Mudik lagi, mudik lagi.
Kata yang sering saya dengar, tetapi terasa hambar. Bagimana tidak, masuk kerja jam 8, pulang jam 21,00 lumrah dilakoni tiap hari. Bahkan jika perlu 7 X 24 jam kita stand by untuk urusan kantor. Membosankan??? ah, tidak sama sekali, tetapi melelahkan.

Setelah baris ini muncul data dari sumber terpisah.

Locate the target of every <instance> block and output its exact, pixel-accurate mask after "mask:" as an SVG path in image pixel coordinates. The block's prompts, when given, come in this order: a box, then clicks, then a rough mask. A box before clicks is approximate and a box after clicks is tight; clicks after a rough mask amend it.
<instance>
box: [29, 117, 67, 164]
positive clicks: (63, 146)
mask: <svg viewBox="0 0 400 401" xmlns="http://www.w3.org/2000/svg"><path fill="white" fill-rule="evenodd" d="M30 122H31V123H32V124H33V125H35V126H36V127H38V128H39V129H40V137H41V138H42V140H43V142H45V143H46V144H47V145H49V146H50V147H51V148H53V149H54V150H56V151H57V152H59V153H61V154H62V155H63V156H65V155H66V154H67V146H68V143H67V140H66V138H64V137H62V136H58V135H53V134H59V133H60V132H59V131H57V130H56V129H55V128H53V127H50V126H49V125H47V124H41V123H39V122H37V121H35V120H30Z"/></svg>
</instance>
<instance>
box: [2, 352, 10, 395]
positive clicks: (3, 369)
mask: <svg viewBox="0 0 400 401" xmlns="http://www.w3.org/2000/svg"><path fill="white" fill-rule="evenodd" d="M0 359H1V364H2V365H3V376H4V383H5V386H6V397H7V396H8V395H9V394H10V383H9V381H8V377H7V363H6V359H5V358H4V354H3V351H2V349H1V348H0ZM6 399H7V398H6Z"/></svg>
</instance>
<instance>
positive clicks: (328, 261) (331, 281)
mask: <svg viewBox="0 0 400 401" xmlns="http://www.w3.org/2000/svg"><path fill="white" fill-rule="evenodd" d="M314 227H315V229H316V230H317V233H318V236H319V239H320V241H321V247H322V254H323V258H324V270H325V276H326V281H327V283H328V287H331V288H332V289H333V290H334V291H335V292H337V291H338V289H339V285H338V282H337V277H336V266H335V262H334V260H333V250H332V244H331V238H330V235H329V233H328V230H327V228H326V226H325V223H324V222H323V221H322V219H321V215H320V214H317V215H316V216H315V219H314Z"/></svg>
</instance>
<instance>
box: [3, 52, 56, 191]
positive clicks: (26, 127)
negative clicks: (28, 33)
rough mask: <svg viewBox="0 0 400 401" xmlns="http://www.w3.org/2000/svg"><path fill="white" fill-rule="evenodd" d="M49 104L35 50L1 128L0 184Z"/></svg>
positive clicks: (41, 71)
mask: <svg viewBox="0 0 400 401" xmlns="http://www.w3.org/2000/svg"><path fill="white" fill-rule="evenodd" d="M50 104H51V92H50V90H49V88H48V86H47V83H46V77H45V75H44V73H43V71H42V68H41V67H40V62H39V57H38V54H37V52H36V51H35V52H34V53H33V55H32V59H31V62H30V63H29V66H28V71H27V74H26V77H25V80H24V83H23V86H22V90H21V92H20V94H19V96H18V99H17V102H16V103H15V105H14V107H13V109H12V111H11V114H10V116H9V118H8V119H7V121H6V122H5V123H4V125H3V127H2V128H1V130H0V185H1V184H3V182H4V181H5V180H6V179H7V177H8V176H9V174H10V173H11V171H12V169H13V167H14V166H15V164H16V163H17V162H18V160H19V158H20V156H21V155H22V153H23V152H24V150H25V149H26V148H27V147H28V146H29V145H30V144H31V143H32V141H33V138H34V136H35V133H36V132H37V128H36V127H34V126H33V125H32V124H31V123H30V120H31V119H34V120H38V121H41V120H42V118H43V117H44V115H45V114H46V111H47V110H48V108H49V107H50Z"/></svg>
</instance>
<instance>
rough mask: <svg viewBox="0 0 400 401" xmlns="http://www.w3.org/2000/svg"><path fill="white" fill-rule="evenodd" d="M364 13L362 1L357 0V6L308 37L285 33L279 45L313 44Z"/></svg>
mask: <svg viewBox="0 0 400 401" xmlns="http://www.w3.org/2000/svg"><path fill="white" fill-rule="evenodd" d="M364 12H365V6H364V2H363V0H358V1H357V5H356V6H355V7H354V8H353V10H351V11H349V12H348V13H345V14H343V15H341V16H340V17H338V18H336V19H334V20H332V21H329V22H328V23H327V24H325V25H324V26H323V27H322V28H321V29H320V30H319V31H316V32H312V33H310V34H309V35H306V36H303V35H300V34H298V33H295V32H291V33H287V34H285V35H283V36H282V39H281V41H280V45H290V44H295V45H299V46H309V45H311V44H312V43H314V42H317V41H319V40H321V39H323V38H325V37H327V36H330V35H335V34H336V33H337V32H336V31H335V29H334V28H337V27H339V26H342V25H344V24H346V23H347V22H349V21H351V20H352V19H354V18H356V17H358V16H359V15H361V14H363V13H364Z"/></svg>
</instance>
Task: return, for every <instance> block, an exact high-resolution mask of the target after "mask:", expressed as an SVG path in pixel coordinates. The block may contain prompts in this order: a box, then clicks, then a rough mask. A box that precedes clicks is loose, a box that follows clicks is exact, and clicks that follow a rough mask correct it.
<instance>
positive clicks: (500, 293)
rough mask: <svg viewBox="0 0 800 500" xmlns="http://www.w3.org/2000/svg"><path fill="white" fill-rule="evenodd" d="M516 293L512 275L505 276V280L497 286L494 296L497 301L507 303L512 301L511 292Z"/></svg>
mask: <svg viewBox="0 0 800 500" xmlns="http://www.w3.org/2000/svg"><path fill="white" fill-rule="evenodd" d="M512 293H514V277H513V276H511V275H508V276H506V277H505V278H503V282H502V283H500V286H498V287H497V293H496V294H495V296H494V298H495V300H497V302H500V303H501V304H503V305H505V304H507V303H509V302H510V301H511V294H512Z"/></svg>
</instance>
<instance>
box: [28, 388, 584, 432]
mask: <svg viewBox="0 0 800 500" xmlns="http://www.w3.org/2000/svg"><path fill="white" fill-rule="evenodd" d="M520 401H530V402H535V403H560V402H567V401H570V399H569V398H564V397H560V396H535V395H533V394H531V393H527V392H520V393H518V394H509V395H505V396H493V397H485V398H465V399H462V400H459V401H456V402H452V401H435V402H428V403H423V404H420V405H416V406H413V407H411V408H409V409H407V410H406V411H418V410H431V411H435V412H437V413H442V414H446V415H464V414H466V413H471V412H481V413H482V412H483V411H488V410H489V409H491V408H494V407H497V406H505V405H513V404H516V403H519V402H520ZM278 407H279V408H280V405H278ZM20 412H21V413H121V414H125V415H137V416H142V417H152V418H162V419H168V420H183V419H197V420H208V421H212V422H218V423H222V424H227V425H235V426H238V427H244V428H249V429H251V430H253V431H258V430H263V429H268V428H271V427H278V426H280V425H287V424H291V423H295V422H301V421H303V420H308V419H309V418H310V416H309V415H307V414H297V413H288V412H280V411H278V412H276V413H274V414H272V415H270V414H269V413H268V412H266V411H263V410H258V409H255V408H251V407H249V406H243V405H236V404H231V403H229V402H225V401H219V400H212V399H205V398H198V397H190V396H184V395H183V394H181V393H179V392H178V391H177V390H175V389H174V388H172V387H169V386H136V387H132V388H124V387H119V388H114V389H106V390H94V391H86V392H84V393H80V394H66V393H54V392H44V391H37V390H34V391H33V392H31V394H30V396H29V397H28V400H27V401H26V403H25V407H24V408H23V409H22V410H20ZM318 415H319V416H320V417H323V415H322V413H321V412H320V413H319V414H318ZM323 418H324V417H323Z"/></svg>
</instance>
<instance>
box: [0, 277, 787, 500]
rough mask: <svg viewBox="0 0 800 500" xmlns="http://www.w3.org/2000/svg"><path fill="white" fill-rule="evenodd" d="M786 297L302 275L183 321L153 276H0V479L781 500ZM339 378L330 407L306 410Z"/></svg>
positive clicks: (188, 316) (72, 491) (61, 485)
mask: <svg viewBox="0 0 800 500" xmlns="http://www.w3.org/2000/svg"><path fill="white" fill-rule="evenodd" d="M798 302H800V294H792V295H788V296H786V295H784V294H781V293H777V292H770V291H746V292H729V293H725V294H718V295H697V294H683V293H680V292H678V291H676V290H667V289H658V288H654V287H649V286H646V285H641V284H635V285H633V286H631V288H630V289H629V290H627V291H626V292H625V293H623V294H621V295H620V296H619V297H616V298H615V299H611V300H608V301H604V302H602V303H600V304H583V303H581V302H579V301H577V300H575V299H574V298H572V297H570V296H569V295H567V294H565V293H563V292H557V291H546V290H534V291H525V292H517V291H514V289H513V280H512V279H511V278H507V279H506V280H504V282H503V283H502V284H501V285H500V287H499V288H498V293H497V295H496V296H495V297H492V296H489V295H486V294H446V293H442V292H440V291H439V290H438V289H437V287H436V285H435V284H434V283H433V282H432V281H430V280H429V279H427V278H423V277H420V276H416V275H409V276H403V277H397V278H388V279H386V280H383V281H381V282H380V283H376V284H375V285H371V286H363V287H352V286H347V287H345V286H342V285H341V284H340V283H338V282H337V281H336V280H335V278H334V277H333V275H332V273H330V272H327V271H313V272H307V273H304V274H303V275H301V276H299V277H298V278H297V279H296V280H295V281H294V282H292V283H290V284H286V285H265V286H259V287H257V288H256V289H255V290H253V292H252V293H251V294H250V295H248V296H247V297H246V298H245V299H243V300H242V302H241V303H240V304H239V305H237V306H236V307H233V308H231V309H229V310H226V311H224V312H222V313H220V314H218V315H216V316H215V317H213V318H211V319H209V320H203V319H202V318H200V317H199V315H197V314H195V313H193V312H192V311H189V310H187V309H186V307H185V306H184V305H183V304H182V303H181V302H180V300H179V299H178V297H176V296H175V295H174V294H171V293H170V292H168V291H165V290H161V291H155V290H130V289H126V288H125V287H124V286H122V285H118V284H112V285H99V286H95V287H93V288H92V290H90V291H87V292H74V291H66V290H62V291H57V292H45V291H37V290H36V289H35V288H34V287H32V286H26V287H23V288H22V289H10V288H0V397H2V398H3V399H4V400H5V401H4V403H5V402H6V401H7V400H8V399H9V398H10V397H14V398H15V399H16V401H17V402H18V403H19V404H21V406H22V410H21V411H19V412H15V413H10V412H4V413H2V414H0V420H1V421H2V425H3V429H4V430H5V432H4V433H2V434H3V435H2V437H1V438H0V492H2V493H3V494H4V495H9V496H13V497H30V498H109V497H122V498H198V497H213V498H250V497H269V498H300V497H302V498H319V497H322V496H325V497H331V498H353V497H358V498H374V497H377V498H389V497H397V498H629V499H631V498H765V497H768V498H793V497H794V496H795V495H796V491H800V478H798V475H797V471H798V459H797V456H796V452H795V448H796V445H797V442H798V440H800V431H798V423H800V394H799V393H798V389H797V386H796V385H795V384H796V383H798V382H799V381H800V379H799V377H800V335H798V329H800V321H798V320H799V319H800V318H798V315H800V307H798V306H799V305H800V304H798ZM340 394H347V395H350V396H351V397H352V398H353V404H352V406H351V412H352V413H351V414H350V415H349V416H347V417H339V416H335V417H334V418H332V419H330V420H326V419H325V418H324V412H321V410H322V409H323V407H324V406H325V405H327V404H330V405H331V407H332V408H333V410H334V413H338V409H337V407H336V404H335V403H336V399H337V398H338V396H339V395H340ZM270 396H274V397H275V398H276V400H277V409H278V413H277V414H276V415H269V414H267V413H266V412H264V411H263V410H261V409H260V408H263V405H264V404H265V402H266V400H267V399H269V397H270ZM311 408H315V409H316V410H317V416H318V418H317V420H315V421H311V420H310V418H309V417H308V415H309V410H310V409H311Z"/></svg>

Jangankan kata mudik, istirahat tenang di rumah saja jarang bisa kita nikmati. Jelas enakan mereka yang suka mendelegasikan tugas dan kewajiban, sehingga bisa berlibur tiap bulan ke kampung halaman, dibandingkan kita.Akhir minggu seperti ini, paling-paling hanya bisa duduk didepan komputer main internetan. Kalau gak gitu, semalaman duduk-duduk sambil ngopi di warung. Paling maksimal juga belanja di swalayan yang murah, atau ke toko baju yang tiaphari diskon 50%. Itupun jika baru nrima gaji.
Untuk menikmati hidup kita cukup dengan saling mengobrol, ngopi tau makan di tempat dimana banyak kaum proletar mangkal. Dengan bertukar pikiran dengan mereka, setidaknya terjalin rasa “kebersamaan” akan nasib. Yach, walo di pundak kita terpasang emblem perusahaan besar, tetapi kita kan hanya pegawai rendahan yang tak kenal lelah untuk tidak beristirahat.Untungnya, di komunitas proletar tersebut kita seringkali bisa bernafas lega. Kita ternyata bernasib lebih baik dari mereka.
Dan mungkin mudik adalah salah satucara kita untuk berbagi kebahagiaan dan “kesengsaraan” kita dengan saudara di kampung. Dengan berkardus-kardus oleh oleh, kita berharap keluarga, teman dan tetangga kita di rumah tersenyum. Cukuplah senyuman itu menjadi obat kuat kita untuk meraup rupiah di kota orang.